II LA PASSION DE RONCHEROLLES

Dans cette chambre de l’hôtel Roncherolles dont la fenêtre était éclairée, vers le moment où Strapafar, Trinquemaille, Corpodibale et Bouracan tenaient conciliabule dans le logis de la rue Calandre, le grand-prévôt venait d’entrer.

Comme tous les soirs, le baron Gaétan de Roncherolles avait fait sa ronde intra et extra muros, une ronde minutieuse. Cela fait, il s’était, comme tous les soirs, encore dirigé vers les appartements de sa fille.

Tels nous avons vu Roncherolles en sa première jeunesse, méditant la perte de Renaud, tel nous le retrouvons. Seulement, les cheveux ont grisonné. Le visage a maigri. Il apparaît comme ces êtres de deuil dont le seul aspect glace les cœurs.

Et pourtant tout a réussi à Roncherolles. Il est le favori du roi. Grand-prévôt de Paris. Henri II vient de lui promettre de le nommer chancelier. Il est vrai que c’est à la condition que Roncherolles s’empare de Nostradamus et le fasse mourir.

– Redoutable mission ! songe le grand-prévôt. Allons donc ! J’irai chez lui avec douze archers et je lui mettrai la main au collet ! C’est facile. Si c’est facile, pourquoi ne l’ai-je pas fait encore, depuis trois jours que j’ai promis de l’arrêter ? Pourquoi Saint-André, menacé comme moi, ne l’arrête-t-il pas ? Pourquoi Montgomery, bafoué par lui devant toute la cour, ne l’arrête-t-il pas ? Pourquoi le roi, ne donne-t-il pas ouvertement l’ordre de l’arrêter ? Ce matin, au conseil M. de Loyola lui a demandé la tête de cet homme. Et le roi n’a rien répondu !… Pourquoi ? D’où cet homme tient-il ce pouvoir exorbitant de faire trembler les cœurs, et d’y lire leurs passions secrètes ? – Je l’arrêterai ! Et, tout pantelant, le jetterai au bourreau. – Par le ciel, mes espions n’ont encore aucune nouvelle de ce Beaurevers ! Demain, si je n’ai pas de nouvelles, je ferai pendre un ou deux espions. Cela donnera de l’esprit aux autres.

Il eut un rire effrayant. Mais presque aussitôt, il tressaille.

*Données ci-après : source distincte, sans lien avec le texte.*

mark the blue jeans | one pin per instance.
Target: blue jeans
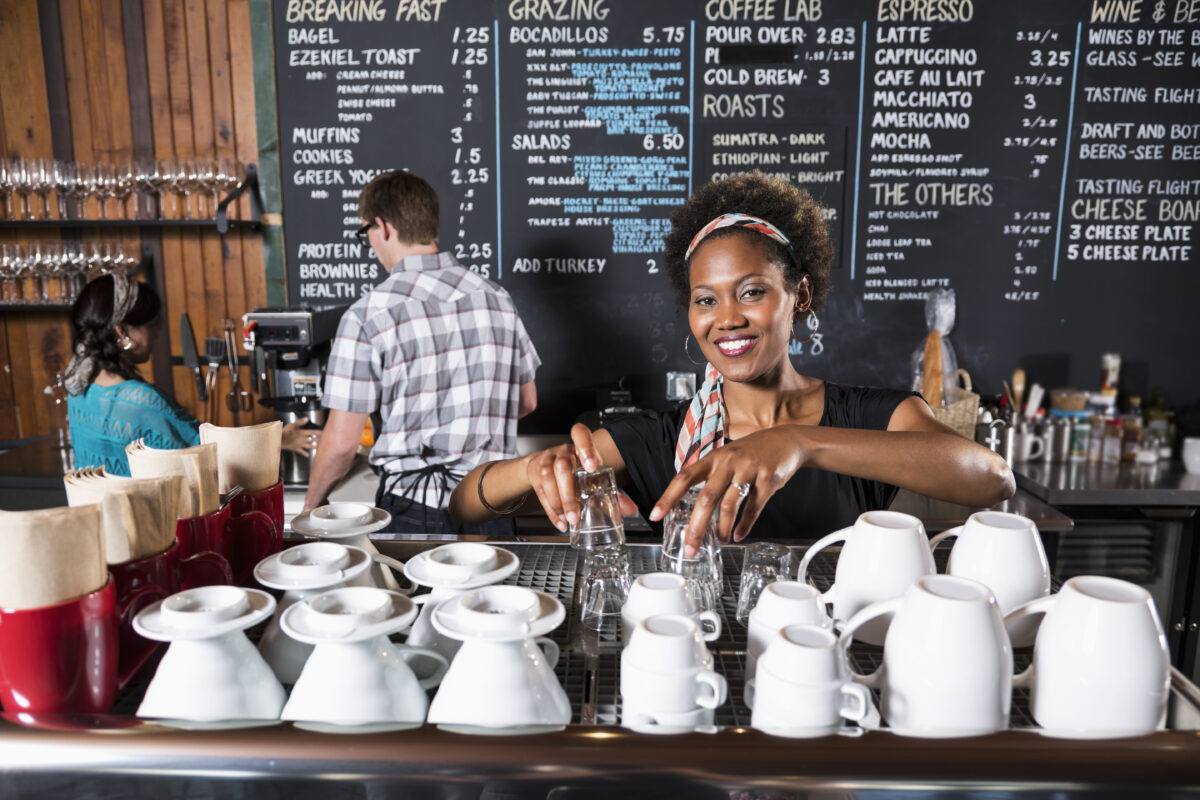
(408, 517)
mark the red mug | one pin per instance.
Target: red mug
(204, 549)
(60, 657)
(256, 530)
(141, 582)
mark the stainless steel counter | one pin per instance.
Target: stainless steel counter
(1163, 483)
(119, 756)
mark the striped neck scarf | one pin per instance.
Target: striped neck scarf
(703, 427)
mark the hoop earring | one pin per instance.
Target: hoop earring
(814, 325)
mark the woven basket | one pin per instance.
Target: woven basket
(963, 413)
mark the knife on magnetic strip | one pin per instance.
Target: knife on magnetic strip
(191, 356)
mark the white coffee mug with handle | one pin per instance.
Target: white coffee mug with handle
(664, 593)
(802, 687)
(882, 554)
(1003, 552)
(947, 661)
(1101, 665)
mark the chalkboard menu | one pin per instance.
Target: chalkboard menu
(1039, 157)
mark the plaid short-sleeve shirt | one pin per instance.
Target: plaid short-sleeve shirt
(441, 353)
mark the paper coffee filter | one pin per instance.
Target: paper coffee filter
(247, 456)
(197, 465)
(51, 555)
(138, 513)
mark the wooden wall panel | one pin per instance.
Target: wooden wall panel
(195, 71)
(36, 341)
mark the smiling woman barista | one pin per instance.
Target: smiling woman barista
(749, 258)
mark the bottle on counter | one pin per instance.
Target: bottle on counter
(1114, 440)
(1132, 443)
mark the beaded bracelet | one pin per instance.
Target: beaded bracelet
(498, 512)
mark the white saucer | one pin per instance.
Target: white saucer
(503, 731)
(417, 571)
(304, 525)
(274, 573)
(297, 621)
(370, 727)
(213, 725)
(153, 624)
(550, 614)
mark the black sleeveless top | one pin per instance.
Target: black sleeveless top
(810, 505)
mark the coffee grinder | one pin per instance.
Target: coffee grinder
(289, 348)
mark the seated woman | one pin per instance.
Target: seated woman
(114, 325)
(797, 456)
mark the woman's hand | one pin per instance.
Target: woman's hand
(748, 470)
(551, 474)
(298, 439)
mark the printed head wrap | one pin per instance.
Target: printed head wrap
(83, 364)
(756, 224)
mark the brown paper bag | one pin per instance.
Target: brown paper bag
(51, 555)
(138, 513)
(197, 465)
(247, 456)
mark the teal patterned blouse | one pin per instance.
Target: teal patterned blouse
(105, 419)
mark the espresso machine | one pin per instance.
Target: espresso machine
(289, 348)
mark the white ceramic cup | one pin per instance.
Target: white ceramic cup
(361, 683)
(1003, 552)
(318, 566)
(1101, 665)
(883, 552)
(1189, 451)
(802, 687)
(947, 660)
(505, 611)
(502, 684)
(460, 561)
(661, 672)
(781, 603)
(664, 593)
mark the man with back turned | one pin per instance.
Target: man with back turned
(438, 352)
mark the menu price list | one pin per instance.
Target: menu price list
(1005, 150)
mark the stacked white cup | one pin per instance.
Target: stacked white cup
(667, 684)
(664, 593)
(781, 603)
(802, 687)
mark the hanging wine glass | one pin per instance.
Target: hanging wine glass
(22, 185)
(42, 181)
(124, 186)
(149, 182)
(6, 188)
(65, 178)
(9, 292)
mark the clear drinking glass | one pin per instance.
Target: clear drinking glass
(702, 569)
(607, 576)
(41, 172)
(600, 522)
(763, 563)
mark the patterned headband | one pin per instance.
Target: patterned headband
(125, 295)
(83, 366)
(741, 221)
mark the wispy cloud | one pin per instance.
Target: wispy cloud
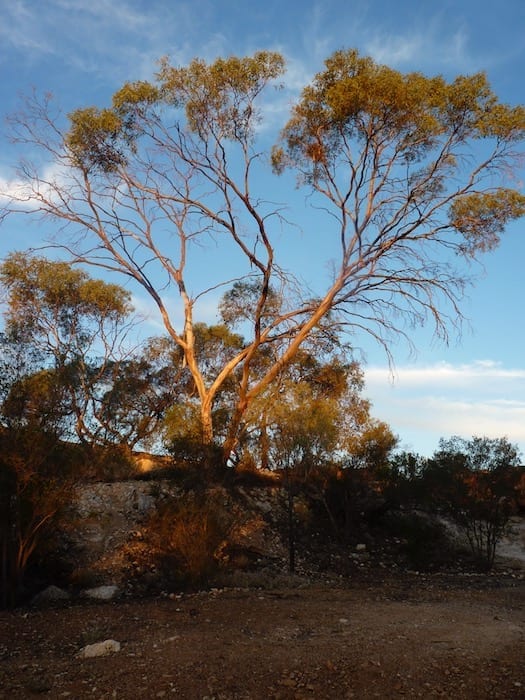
(424, 403)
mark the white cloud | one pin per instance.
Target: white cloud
(422, 404)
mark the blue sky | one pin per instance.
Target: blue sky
(83, 50)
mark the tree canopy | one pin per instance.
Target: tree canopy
(414, 175)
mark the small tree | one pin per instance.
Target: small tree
(473, 482)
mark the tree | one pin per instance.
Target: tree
(414, 174)
(35, 465)
(473, 482)
(73, 328)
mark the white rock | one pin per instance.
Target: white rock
(109, 646)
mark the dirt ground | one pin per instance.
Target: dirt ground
(438, 636)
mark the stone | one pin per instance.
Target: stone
(108, 646)
(101, 593)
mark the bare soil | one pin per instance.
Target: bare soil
(439, 636)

– Arrêter le jeune truand, c’est bien. Mais l’autre ! Le sorcier ! Le Nostradamus ! je tremble à la seule idée de me retrouver devant lui. J’ai peur ! comme j’avais peur jadis… de Renaud !…

Et à ce nom, Roncherolles tremble. Qui se trouverait, près de lui, à ce moment, l’entendrait murmurer :

– Renaud nous a dit un jour à Saint-André et à moi que les morts sortent du tombeau. Si cela était !…

Roncherolles s’arrête au milieu de l’escalier. Il l’inspecte de bas en haut. Et il tourne encore la tête, alors qu’il se remet à monter, il surveille… quoi ?… Et il gronde :

– Si les morts pouvaient sortir de la tombe, depuis longtemps Renaud et Marie de Croixmart se fussent levés de leur couche funèbre… Ah ! J’arrêterai Beaurevers… J’arrêterai Nostradamus… Et je serai chancelier du royaume… Puis je me ferai créer duc… Puis je me ferai donner une petite royauté… Puis… nous verrons.

Son esprit s’élance. L’ambition y fulgure…

L’ambition !… La plaie secrète de cet homme. Jusqu’où prétend-il monter ?… Il n’en sait rien. Mais il souffre atrocement de tout honneur accordé à un autre que lui. Mais il est la proie d’un rêve monstrueux, et ce rêve, c’est d’arrêter le maréchal de Saint-André, d’arrêter le connétable de Montmorency, d’arrêter le chancelier et les conseillers ; d’être l’homme qui abat sa poigne sur tout et sur tous en hurlant :

– Le maître, c’est moi !…

*

* *

Roncherolles ouvrit une porte, traversa une antichambre où veillaient deux femmes, poussa une autre porte, et se trouva dans la chambre de Florise.